Pushing the Envelope

Every time you practice your form you should be striving to improve at least one of the five elements in T’ai Chi.

The Earth Element – Balance and Agility

Challenge your balance a little bit each time. Slow down your stepping and try to hold the balance a little by hesitating before you set the foot down. This will make each step in your form a little balance exercise of it’s own.

The Wood Element – Strength, flexibility, coordination and aerobic power

Hunker down a little. By lowering your stance a little you can greatly increase the physical activity requirements of your form. The trick is to hunker down enough to feel like you a doing some work but not so much as to be uncomfortable.

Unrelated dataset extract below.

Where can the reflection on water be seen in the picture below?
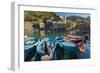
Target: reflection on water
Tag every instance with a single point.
(70, 50)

The Water Element – The relaxation response in motion

Paradoxically the more you relax the more efficient and skillful your movements become. Even with hunkering down a little and challenging your balance a little can you still perform your movements fluidly and relaxed?

The Metal Element – Breathing

Synchronizing your movement to your breathing try using a full breath on each movement. A 10 second inhale and a 10 second exhale is a pretty good 20-25 minute pace for your form. It’ll slow down your movements and increase the challenge level on all the elements of your performance.

The Fire Element – mastery of awareness itself

Pushing the envelope each time you practice forces you to concentrate your full attention on each movement. By getting the mind fully engaged in the task of improving some aspect of your skills you ensure that each form you do becomes a 20 minute mindfulness meditation providing the stress relief we all need these days.